Somehow the old man soldiered on, notwithstanding frequent abscesses caused by two bullets lodged in his body from a youthful duel; bleeding in the lungs; malarial fever; chronic dysentery; severe toothache; malnutrition and “dropsical habits” which caused his feet and ankles to swell, and for which he took regular warm salt baths.

“Salts are injurious to all dropsical habits,” Jackson told a fellow sufferer in 1813, “and calomel is the great cleanser of the blood.”

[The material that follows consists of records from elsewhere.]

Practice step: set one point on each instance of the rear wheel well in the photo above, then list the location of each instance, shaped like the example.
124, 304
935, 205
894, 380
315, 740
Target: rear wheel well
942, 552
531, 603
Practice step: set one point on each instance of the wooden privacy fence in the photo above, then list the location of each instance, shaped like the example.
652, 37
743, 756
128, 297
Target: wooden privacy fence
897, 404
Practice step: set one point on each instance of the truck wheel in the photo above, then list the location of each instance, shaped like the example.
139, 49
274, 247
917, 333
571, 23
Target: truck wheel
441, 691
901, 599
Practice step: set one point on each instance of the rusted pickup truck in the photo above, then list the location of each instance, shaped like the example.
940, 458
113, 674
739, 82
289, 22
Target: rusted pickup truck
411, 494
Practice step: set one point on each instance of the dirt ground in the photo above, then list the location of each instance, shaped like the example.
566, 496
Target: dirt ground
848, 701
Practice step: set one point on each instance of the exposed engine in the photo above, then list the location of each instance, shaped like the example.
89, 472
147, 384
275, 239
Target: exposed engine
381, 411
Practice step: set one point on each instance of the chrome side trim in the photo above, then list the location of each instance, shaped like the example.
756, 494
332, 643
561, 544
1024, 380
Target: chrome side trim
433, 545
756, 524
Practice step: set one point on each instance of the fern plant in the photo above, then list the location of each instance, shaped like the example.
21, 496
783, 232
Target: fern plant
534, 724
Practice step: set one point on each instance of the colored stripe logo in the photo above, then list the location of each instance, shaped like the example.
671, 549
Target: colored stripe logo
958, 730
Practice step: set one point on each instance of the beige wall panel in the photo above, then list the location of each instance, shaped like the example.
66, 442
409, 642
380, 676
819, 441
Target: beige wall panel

By the spring of 1845, Jackson was, in his own words, “a perfect Jelly from the toes to the upper part of my abdomen, in any part of which a finger can be pressed half-an-inch and the print will remain for minutes.” Due to massive edema, Jackson was literally drowning in his own fluids. Yet even as his tortured body disintegrated, his iron will remained intact. Artist G.P.A. Healy, having already completed two likenesses of the General, wished to beg off a commission to paint Jackson’s beloved granddaughter Sarah because he was late for a session with Henry Clay. On learning this, the dying man’s eyes blazed with indignation.

“Young man,” he snapped, “always do your duty.”

Healy did as he was told, leading Clay to observe, when they belatedly met, “I see that you, like all who approached that man, were fascinated.”

To the end, “that man” remained faithful to his political creed. When a returning naval officer offered the former president an elaborate sarcophagus originally made for the Roman Emperor Severus, Jackson’s refusal was instantaneous. “My republican feelings and principles forbid it,” he wrote; “the simplicity of our system of government forbids it.”